Melinda Modrell, a neuroscientist at the University of Cambridge who did the molecular analysis, is the paper’s lead author.
“The crucial pieces came from techniques of developmental and molecular biology. Such a synthesis of modern techniques, classical questions, and basic anatomy is the cornerstone of ‘evo-devo’ research, and it promises to help us better understand the origin and evolution of many organ systems, including the brain,” Bemis adds.
Hundreds of millions of years ago, there was a major split in the evolutionary tree of vertebrates. One lineage led to the ray-finned fishes, or actinopterygians, and the other to lobe-finned fishes, or sarcopterygians; the latter gave rise to land vertebrates, Bemis explains.
Some land vertebrates, including such salamanders as the Mexican axolotl, have electroreception and, until now, offered the best-studied model for early development of this sensory system. As part of changes related to terrestrial life, the lineage leading to reptiles, birds, and mammals lost electrosense as well as the lateral line.
Some ray-finned fishes—including paddlefishes and sturgeons—retained these receptors in the skin of their heads. With as many as 70,000 electroreceptors in its paddle-shaped snout and skin of the head, the North American paddlefish has the most extensive electrosensory array of any living animal, Bemis says.

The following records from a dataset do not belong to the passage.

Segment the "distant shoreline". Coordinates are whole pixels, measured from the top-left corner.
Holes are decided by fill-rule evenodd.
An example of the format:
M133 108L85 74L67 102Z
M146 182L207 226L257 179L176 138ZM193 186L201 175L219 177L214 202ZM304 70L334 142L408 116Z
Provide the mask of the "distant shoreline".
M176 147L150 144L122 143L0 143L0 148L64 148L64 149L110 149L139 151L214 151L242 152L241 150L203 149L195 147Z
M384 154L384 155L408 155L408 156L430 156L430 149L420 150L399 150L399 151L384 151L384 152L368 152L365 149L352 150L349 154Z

Until now, it was unclear whether these organs in different groups were evolutionarily and developmentally the same.
Using the Mexican axolotl as a model to represent the evolutionary lineage leading to land animals, and paddlefish as a model for the branch leading to ray-finned fishes, the researchers found that electrosensors develop in precisely the same pattern from the same embryonic tissue in the developing skin, confirming that this is an ancient sensory system.
The electrosensory organs also develop immediately adjacent to the lateral line, providing compelling evidence “that these two sensory systems share a common evolutionary heritage,” Bemis says.
Researchers can now build a picture of what the common ancestor of these two lineages looked like and better link the sensory worlds of living and fossil animals.
The study was funded by the Biotechnology and Biological Sciences Research Council in the United Kingdom, National Institutes of Health, National Science Foundation, Whitehall Foundation, and Tontogany Creek Fund.